The program's goal is to mount a high-energy, chemical laser onto a 747 jet, so it can shoot down incoming missiles. But whether such a laser would ever work remained very much an open question. On Thursday, some answers emerged, when "Northrop Grumman Corp. engineers working in secrecy at Edwards Air Force Base successfully tested" the laser, according to the Los Angeles Times.

Although the laser test barely lasted a second, it marked the first time that [this] chemical laser had created a beam of light. Over the next few months, engineers hope to increase the duration and energy of the laser's beam so it could shoot down a ballistic missile from more than 200 miles away...
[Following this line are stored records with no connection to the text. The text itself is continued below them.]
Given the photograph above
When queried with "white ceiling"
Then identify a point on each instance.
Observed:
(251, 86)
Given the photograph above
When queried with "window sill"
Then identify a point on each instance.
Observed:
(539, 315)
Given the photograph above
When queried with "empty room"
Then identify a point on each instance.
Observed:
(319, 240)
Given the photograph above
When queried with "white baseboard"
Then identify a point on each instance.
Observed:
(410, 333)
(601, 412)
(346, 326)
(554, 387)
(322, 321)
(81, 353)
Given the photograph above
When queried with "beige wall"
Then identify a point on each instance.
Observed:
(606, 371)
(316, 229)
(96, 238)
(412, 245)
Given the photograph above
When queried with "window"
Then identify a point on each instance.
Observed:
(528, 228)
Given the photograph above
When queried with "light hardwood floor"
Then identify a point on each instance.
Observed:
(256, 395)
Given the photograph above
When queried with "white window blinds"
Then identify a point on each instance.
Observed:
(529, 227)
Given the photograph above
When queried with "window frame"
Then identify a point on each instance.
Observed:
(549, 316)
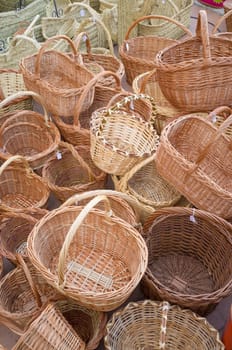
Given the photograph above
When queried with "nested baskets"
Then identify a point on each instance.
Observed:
(199, 168)
(191, 72)
(28, 133)
(20, 187)
(88, 254)
(71, 170)
(156, 325)
(189, 258)
(58, 78)
(121, 138)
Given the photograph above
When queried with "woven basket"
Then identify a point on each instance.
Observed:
(189, 251)
(23, 291)
(154, 325)
(28, 133)
(199, 168)
(59, 79)
(20, 187)
(120, 139)
(104, 263)
(144, 184)
(71, 171)
(138, 53)
(15, 228)
(178, 10)
(200, 66)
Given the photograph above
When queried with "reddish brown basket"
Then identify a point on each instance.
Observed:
(189, 258)
(58, 78)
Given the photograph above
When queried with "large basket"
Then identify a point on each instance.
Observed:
(154, 325)
(58, 78)
(28, 133)
(71, 170)
(88, 254)
(198, 68)
(199, 168)
(138, 53)
(120, 139)
(189, 258)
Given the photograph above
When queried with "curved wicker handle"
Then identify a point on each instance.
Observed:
(19, 94)
(202, 32)
(168, 19)
(46, 44)
(72, 232)
(220, 20)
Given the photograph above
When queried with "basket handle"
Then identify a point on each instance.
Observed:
(220, 21)
(46, 44)
(202, 32)
(87, 88)
(168, 19)
(72, 231)
(19, 94)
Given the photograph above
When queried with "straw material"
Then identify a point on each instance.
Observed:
(199, 168)
(20, 187)
(28, 133)
(189, 261)
(59, 79)
(88, 254)
(71, 170)
(120, 138)
(198, 68)
(154, 325)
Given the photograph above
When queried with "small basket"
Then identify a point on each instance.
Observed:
(104, 263)
(189, 254)
(59, 79)
(71, 171)
(120, 139)
(20, 187)
(154, 325)
(28, 133)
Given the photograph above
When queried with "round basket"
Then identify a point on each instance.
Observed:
(154, 325)
(120, 139)
(88, 254)
(189, 254)
(28, 133)
(71, 170)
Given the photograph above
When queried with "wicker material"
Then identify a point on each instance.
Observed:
(154, 325)
(198, 68)
(20, 187)
(59, 79)
(189, 258)
(137, 54)
(28, 133)
(88, 254)
(200, 168)
(120, 139)
(71, 170)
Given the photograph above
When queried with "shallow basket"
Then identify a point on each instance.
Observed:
(154, 325)
(189, 260)
(104, 263)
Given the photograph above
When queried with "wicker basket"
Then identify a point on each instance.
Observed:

"The important thing is we got the photons, which proves the laser works," said Ken Englade of the agency's Airborne Laser program. "It came at a very good time, because people were saying it wasn't going to work."
"This is the best news they've had in a very long time," said Philip Coyle, a former Pentagon chief for testing and a critic of missile defense systems. "They still have a long way to go, but this is a big milestone."
U.S. military officials have been trying to develop a laser powerful enough to shoot down a missile from a long distance but compact enough to fit in an aircraft. Until this week, laser beams capable of destroying objects from a distance could be generated only using chambers that would fill a 15-story building.
The laser beam generated Wednesday came from a mixture of chemicals encased in modules about the size of six Chevy Suburbans, installed in the fuselage of a 747.
After further ground tests of this chemical oxygen-iodine laser, it will be reinstalled in a 747 jet that has been modified with a laser-firing turret.

The Airborne Laser is one of several Pentagon ray gun efforts moving ahead. In December, the Joint High Power Solid State Laser program "is slated to conduct laboratory demonstrations" of three electrically-driven, 25-kilowatt solid-state lasers, Aerospace Daily notes. By 2008, the Army hopes to start testing the "Mobile Tactical High Energy Laser, designed to destroy artillery shells, mortars, rockets and unmanned aerial vehicles."